Jusqu’ici les Panamax * peuvent transporter jusqu’à 4500 conteneurs, mais à partir de 2016, ils pourront en porter jusqu’à 12500.

Elargissement Canal Panama bouleverse activité des ports américains - Actualités 2014 Vivre-au-panama.com (2)* Panamax : Navire présentant les dimensions maximales autorisées pour le transit à travers le canal de Panama, c’est-à-dire, aujourd’hui, 290 mètres de long, 32 mètres de large et un tirant d’eau de 12,5 mètres.

Progressivement délaissée des routes maritimes en raison de l’augmentation des gabarits des navires, la voie panaméenne est ainsi replacée au cœur des réseaux maritimes par l’Autorité du canal de Panama (ACP) ; qui espère attirer, à terme, au moins 25 % des échanges commerciaux entre l’Asie et l’Atlantique.

Aux États-Unis, l’arrivée proche d’un nouveau flux de navires dans l’Atlantique, sonne le départ d’une campagne nationale de mise aux normes des ports du golfe du Mexique et de la côte Est.

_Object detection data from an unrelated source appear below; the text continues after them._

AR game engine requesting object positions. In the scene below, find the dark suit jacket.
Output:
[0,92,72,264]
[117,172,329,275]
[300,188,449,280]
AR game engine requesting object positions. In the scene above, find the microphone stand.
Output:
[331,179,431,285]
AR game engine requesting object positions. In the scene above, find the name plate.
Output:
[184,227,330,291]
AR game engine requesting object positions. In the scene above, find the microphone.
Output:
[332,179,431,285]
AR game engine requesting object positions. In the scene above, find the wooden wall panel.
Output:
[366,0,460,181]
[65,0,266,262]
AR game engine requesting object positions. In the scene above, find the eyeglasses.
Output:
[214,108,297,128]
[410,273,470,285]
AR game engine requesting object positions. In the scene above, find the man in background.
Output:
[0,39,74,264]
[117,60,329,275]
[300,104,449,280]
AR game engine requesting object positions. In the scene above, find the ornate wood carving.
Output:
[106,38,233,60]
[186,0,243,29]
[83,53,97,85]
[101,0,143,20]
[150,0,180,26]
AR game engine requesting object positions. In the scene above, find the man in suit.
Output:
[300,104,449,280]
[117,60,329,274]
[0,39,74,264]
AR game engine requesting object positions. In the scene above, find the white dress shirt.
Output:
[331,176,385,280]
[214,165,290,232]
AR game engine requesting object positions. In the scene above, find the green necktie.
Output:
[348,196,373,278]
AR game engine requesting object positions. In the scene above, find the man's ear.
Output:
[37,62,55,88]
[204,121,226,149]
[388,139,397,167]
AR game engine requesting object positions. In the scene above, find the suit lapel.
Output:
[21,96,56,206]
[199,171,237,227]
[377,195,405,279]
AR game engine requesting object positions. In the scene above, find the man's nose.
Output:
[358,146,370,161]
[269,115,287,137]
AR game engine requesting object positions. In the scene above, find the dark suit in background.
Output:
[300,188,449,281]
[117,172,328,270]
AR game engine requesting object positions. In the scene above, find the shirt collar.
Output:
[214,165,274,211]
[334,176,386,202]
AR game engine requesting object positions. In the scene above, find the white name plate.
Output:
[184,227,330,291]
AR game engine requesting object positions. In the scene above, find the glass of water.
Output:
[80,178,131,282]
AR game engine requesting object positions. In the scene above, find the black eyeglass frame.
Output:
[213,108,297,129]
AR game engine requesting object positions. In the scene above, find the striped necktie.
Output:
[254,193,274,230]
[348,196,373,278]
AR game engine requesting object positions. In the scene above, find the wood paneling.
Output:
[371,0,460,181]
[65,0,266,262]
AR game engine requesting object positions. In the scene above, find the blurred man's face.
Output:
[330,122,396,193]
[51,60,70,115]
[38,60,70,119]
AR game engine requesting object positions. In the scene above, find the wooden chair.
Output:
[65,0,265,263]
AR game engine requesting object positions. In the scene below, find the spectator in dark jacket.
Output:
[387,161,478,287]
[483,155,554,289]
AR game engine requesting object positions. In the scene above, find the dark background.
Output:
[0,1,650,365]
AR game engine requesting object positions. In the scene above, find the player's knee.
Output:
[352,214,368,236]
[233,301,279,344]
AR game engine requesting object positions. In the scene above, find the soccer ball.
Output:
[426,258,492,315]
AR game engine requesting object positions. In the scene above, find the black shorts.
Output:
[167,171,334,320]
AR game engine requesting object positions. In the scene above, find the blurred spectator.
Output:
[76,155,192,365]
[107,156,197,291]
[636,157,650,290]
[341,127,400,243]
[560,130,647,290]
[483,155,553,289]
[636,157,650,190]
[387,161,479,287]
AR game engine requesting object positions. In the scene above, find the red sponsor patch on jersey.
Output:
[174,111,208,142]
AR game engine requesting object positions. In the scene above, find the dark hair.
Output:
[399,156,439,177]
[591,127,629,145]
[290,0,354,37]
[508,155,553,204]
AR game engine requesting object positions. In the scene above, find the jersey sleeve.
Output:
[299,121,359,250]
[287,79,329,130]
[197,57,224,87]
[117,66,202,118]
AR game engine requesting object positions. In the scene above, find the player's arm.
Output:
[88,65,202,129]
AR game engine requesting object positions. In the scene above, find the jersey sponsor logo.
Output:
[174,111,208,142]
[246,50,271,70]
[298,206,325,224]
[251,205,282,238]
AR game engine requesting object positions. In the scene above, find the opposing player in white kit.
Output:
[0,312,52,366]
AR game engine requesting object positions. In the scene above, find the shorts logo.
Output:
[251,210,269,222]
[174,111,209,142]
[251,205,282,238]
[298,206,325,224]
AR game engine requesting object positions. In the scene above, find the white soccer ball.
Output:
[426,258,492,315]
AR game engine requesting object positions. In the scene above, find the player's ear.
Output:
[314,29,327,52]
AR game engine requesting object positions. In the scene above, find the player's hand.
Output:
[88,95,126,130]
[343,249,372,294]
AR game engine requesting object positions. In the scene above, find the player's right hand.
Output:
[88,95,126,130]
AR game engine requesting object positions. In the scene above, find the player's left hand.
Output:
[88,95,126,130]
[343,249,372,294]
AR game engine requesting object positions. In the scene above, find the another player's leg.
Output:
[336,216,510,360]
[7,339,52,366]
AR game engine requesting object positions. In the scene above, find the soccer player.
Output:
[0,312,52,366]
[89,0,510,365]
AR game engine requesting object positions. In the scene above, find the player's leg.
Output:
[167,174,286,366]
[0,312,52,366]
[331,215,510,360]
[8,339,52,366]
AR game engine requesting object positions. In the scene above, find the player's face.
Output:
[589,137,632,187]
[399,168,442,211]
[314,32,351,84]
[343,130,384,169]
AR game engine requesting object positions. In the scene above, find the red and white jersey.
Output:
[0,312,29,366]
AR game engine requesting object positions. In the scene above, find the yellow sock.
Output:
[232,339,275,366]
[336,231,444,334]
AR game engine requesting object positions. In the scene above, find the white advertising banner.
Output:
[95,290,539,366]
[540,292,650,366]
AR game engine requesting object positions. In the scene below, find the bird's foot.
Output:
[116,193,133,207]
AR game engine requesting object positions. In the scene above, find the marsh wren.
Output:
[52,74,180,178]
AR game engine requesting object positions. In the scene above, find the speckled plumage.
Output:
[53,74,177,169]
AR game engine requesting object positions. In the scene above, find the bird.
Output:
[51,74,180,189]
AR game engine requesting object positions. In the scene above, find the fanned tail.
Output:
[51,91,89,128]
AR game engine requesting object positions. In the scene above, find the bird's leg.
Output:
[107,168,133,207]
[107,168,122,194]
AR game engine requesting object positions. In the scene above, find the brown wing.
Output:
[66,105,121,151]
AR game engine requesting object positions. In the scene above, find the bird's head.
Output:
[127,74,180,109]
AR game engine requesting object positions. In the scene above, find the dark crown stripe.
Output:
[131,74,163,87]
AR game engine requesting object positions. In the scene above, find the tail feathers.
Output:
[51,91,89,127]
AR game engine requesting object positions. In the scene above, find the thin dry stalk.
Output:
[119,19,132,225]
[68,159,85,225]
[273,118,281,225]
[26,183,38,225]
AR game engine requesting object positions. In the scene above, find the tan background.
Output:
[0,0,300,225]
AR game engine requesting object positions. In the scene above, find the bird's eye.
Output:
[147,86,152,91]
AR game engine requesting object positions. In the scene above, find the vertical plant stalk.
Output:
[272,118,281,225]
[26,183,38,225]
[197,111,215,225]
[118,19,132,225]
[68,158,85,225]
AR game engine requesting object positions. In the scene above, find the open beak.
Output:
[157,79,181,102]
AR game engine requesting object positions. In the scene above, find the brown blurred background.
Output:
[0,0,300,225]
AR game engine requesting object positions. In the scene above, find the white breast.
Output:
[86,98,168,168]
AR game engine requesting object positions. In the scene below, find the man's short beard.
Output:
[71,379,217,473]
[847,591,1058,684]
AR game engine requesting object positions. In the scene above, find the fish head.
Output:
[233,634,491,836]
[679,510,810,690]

Une logistique de transport fluide

Le port est une interface, un lieu d’échange ; les marchandises y passent mais n’y demeurent pas et plus vite elles transitent, plus les coûts diminuent. Les importations américaines en provenance d’Asie sont pratiquement toutes conteneurisées. Les trois-quarts sont d’abord débarqués sur la côte Pacifique avant d’être redistribués dans l’arrière-pays.

Les grands ports comme Los Angeles/Long Beach, Oakland, Portland ou Seattle sont équipés de terminaux intermodaux depuis lesquels les conteneurs sont stockés avant d’être rechargés sur des trains ou des camions en direction de l’immense réseau de fret qui parcourt le pays. Ce système intermodal * est le principal outil de transport de marchandises aux États-Unis. Avec un canal impraticable, les ports de la côte Ouest ont progressivement acquis le statut de porte d’entrée principale des marchandises asiatiques aux Etats-Unis.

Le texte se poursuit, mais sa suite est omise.